In the case when there are 2 loops and a snake, the minimum length of such a construction is 5: ПZП . There are 95 positions left for distribution among the three elements. The task is reduced to the number of compositions 95 out of three terms, counting zeros, and taking into account the order. The formula for the number of compositions of the number n of k terms, including zeros:

 ( n + k - 1 ) скобки высотой две строки ( k - 1 ) 

Let the upper part N = n + k - 1 , and the lower M = k - 1 . Calculated as

  N! ----------- K! * (NK)! 

For 95 and 3 I got 4656 and multiplied by 4. +18624

 Петли Змейка Варианты 0 0 0 0 1 4 1 0 400 1 1 776 2 1 18624 -------------------- 19804 

Result: 19804 . And now lay out a simple, as binary numbers, a trivial solution, which probably is. )

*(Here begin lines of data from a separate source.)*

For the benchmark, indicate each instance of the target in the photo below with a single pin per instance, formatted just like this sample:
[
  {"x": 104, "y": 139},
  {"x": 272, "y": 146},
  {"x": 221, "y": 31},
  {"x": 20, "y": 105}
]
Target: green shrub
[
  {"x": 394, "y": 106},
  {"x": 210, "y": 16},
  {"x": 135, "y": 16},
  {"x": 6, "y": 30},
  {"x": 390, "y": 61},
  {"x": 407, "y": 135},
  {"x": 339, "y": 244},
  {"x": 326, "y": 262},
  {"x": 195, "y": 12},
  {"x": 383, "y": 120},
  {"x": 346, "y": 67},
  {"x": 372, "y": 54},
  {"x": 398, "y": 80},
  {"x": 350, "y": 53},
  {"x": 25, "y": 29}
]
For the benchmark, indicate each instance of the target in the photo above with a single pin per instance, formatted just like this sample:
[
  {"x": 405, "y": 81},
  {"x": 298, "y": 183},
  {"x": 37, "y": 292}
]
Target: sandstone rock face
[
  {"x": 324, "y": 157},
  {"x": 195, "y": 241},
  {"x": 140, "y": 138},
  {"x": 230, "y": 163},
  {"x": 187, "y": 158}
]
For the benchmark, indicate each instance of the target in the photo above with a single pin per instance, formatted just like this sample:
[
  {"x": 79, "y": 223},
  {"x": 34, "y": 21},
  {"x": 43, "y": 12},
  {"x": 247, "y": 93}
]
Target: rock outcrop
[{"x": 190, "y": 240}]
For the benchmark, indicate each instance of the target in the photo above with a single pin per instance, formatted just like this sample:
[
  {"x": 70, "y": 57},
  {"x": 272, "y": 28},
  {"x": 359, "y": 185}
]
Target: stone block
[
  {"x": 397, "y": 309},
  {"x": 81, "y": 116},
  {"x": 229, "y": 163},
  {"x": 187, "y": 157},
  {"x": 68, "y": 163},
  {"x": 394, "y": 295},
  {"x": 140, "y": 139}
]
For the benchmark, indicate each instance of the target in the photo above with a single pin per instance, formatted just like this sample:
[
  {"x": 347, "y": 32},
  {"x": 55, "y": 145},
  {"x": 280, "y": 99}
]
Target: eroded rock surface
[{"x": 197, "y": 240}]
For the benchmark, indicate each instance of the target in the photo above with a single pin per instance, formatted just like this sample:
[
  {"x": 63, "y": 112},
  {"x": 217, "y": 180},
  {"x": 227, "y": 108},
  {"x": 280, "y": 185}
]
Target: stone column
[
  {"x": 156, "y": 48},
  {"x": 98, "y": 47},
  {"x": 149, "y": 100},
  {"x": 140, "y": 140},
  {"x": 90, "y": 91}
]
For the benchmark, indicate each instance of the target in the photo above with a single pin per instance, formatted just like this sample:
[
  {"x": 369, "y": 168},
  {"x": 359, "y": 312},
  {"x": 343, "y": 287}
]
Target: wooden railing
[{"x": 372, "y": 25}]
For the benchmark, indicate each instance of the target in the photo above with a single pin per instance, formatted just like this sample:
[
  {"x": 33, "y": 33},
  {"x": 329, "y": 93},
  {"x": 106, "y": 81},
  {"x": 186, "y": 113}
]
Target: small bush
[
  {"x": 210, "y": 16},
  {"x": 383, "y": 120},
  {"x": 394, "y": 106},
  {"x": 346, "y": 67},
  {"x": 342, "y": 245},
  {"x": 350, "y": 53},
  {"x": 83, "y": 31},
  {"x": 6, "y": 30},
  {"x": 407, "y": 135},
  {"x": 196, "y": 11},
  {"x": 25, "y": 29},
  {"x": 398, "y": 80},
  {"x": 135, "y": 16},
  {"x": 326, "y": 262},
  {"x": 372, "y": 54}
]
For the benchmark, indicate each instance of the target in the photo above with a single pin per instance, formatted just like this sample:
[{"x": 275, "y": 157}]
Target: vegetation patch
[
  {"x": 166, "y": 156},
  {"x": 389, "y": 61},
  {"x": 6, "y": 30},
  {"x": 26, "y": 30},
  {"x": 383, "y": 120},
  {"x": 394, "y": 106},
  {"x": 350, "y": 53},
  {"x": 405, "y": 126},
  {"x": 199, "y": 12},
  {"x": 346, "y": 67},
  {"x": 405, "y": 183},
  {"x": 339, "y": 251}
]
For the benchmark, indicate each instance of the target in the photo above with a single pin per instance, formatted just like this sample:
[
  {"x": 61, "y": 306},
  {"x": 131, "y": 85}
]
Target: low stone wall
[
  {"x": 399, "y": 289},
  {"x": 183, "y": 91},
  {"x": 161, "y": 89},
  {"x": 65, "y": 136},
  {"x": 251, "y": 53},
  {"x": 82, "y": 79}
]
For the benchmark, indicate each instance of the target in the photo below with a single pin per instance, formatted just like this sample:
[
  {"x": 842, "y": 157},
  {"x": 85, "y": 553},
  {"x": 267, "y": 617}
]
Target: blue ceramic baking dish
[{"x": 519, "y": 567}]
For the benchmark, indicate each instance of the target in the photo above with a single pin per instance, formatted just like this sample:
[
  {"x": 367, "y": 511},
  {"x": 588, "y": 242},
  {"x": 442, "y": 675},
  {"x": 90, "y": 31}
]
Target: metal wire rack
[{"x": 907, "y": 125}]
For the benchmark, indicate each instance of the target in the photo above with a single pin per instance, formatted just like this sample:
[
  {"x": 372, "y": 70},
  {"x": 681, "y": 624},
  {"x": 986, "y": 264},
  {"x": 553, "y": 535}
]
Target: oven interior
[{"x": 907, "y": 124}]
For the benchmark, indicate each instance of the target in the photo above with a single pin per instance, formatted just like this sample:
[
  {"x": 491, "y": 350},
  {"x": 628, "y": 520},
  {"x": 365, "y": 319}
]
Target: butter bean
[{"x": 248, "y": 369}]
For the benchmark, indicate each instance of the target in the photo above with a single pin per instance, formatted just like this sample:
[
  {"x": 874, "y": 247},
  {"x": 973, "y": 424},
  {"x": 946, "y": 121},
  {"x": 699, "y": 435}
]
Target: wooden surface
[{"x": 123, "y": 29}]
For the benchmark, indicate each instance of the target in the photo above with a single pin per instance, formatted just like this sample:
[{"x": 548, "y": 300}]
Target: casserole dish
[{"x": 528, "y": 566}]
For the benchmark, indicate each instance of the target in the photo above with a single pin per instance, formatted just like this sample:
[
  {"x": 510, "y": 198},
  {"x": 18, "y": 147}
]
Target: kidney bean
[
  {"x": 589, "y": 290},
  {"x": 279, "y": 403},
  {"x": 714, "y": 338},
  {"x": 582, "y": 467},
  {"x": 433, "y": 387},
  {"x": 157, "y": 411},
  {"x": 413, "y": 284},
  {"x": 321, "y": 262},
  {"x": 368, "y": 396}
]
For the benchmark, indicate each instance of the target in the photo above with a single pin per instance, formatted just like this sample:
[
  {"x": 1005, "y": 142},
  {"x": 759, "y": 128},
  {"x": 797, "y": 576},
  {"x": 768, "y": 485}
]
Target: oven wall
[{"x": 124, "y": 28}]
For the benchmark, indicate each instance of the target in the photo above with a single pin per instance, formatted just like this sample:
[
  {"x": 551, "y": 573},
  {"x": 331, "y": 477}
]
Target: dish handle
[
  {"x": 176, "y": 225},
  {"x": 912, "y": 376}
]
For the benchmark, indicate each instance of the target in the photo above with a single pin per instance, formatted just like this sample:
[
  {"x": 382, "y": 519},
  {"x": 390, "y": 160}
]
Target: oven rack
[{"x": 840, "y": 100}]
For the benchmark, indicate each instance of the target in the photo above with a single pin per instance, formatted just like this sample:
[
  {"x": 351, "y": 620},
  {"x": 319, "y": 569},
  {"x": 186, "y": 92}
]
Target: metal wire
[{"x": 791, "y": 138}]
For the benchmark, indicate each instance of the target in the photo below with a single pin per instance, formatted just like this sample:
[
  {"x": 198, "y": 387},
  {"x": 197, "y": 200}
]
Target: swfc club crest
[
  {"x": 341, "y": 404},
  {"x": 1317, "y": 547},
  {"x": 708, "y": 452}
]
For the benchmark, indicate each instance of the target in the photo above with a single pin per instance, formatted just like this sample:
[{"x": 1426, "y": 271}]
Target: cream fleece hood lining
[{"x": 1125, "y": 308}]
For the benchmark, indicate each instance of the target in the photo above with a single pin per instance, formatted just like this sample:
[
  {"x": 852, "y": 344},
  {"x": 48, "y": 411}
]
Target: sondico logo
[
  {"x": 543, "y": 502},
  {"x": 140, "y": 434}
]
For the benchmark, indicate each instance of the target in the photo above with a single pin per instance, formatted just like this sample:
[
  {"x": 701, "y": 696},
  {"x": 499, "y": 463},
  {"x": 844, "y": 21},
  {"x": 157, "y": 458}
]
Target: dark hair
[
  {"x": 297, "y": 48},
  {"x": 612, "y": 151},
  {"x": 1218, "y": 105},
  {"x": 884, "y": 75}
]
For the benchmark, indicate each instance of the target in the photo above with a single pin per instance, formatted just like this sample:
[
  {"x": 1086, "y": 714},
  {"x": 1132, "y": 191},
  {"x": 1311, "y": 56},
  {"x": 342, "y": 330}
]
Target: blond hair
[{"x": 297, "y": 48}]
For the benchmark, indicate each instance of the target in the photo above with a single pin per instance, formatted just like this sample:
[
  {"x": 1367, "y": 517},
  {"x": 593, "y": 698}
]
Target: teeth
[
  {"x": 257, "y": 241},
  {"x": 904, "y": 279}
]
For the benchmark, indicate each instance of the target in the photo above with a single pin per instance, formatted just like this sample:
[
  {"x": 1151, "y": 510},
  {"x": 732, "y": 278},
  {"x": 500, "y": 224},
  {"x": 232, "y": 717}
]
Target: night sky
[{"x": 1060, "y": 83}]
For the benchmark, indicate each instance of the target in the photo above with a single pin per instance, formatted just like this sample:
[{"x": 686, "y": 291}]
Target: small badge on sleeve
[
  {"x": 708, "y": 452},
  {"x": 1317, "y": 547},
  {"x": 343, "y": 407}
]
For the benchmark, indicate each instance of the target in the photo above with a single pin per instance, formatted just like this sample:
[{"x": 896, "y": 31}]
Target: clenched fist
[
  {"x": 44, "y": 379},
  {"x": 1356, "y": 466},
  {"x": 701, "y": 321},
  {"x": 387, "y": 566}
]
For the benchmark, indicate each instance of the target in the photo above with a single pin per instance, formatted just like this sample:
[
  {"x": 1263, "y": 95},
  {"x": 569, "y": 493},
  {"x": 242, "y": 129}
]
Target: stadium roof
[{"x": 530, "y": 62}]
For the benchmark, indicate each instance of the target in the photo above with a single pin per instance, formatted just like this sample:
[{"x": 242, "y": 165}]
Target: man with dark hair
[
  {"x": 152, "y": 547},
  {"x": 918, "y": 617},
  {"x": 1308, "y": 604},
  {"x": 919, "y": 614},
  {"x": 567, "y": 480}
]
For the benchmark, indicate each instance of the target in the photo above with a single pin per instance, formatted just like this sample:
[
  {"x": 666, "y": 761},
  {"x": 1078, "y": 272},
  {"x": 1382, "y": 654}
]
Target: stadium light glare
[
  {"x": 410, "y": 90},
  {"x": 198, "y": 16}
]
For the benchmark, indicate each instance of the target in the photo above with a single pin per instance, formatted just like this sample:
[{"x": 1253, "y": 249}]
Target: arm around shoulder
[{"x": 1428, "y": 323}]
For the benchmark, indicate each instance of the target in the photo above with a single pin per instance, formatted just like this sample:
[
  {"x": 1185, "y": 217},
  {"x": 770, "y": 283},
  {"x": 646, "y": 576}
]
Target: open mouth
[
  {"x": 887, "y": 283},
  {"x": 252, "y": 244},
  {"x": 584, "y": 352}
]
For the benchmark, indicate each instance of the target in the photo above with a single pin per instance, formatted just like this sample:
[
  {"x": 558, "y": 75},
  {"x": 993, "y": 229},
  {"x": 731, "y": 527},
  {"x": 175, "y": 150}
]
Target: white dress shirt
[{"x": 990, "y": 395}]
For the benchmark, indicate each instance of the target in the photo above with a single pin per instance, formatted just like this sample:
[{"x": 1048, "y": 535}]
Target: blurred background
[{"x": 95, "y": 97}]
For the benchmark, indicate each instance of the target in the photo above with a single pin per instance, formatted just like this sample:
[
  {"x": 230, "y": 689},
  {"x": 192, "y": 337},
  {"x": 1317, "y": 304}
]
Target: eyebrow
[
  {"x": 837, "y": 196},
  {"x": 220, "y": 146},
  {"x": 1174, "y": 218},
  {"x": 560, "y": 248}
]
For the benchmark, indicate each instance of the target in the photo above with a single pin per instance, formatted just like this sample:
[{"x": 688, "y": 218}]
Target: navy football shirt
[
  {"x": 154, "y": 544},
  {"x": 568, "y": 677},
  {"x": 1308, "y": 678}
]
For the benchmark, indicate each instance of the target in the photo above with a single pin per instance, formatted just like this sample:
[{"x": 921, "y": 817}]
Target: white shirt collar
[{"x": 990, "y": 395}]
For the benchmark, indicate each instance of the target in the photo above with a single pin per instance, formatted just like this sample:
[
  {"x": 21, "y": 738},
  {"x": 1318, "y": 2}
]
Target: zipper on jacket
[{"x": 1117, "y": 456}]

Upd . looking at two independent other results @ pavel-mayorov and @vladd, corrected the error in himself - did not take into account first the order of the snake loop in the 1: 1 variant.

Something like this (did not check):

1. Place the unit in the upper left cell.
2. Record numbers are either a snake or a snake beginning, and then in a straight line to the end and back in the second row. I think this can be a formula.
3. For reasons of symmetry, multiply the answer to 4.
4. To multiply by 2 and subtract 4 is what began with a snake, and ended with a non-degenerate ring, if you go along it in the opposite direction.
5. Add 2 * 196 as rings in two directions with any cell except the corner.

This answer is incorrect, did not take into account options for such a plan:

 2 1 6 7 8 3 4 5 10 9 

Thank you @PavelMayorov for finding this case.

6. Add 2 * 96 designs of the above view.